1. Structure Before Syntax
- Focus first on habits of thought: decomposition, generalization, precision
- Minimize noise of curly braces and configuration in early units
- Elevate design clarity and testing mindset
2. Data as Argument
- From Unit 1: Data is never raw; it’s modeled, filtered, framed
- Emphasized in Units 3, 6, and Capstone
- Students interpret, critique, and re-frame representations
3. Code as Communication
- Code isn’t just for machines—it’s for humans
- Documenting, naming, and presenting matter as much as execution
- Design for interpretation appears in Units 2, 5, and 8
4. Power and Infrastructure
- Who owns the systems? Who defines the categories?

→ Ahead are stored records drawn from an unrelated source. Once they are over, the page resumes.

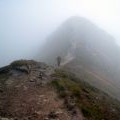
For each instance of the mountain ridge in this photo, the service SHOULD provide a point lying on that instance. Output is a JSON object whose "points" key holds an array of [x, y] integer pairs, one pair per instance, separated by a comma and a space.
{"points": [[90, 47]]}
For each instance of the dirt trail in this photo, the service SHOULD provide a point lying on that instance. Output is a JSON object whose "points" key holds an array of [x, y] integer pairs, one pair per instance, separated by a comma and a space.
{"points": [[28, 97]]}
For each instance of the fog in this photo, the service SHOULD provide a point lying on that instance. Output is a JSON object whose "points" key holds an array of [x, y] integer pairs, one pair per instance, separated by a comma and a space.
{"points": [[26, 24]]}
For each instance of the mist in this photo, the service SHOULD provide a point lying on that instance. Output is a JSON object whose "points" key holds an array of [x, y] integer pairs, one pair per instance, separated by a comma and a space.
{"points": [[26, 24]]}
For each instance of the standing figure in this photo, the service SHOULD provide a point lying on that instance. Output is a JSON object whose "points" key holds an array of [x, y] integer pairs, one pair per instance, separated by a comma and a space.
{"points": [[58, 61], [41, 75]]}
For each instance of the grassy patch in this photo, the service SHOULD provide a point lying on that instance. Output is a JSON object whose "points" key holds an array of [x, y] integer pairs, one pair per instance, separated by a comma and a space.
{"points": [[94, 104]]}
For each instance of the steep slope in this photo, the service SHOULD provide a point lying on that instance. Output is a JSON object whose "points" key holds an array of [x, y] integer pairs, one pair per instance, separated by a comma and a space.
{"points": [[28, 95], [57, 94], [88, 51]]}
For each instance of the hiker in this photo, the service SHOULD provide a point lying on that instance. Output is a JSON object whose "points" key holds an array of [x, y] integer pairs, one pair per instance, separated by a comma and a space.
{"points": [[41, 75], [58, 61]]}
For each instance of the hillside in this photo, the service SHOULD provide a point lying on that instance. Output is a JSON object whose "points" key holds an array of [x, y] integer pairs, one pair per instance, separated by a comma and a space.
{"points": [[57, 94], [87, 51]]}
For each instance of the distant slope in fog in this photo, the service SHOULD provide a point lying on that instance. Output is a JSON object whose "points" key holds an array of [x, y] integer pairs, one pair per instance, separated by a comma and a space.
{"points": [[88, 51]]}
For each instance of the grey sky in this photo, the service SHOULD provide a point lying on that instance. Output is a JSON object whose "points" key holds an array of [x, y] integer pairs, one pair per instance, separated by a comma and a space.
{"points": [[25, 24]]}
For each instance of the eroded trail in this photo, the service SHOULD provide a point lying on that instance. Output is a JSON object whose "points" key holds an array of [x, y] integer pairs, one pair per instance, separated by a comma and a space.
{"points": [[30, 97]]}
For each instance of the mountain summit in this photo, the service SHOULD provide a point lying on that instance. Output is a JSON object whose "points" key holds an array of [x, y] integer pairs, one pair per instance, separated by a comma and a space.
{"points": [[88, 51]]}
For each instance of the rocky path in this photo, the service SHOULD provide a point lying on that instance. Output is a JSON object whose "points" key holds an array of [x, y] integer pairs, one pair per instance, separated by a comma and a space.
{"points": [[30, 97]]}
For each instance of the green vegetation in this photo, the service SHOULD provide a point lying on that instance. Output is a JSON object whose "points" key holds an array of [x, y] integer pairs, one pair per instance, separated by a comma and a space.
{"points": [[94, 104]]}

- Recurs in metadata ethics, network protocols, and project framing
- Drives questions in Units 1, 3, 6, and 7
Why These Matter
These threads keep the course from becoming a disjointed sequence of tools. They give students language to ask questions, strategies to build responsibly, and the ability to transfer thinking across contexts.
Routines build discipline. Threads build meaning. Together, they build coherence.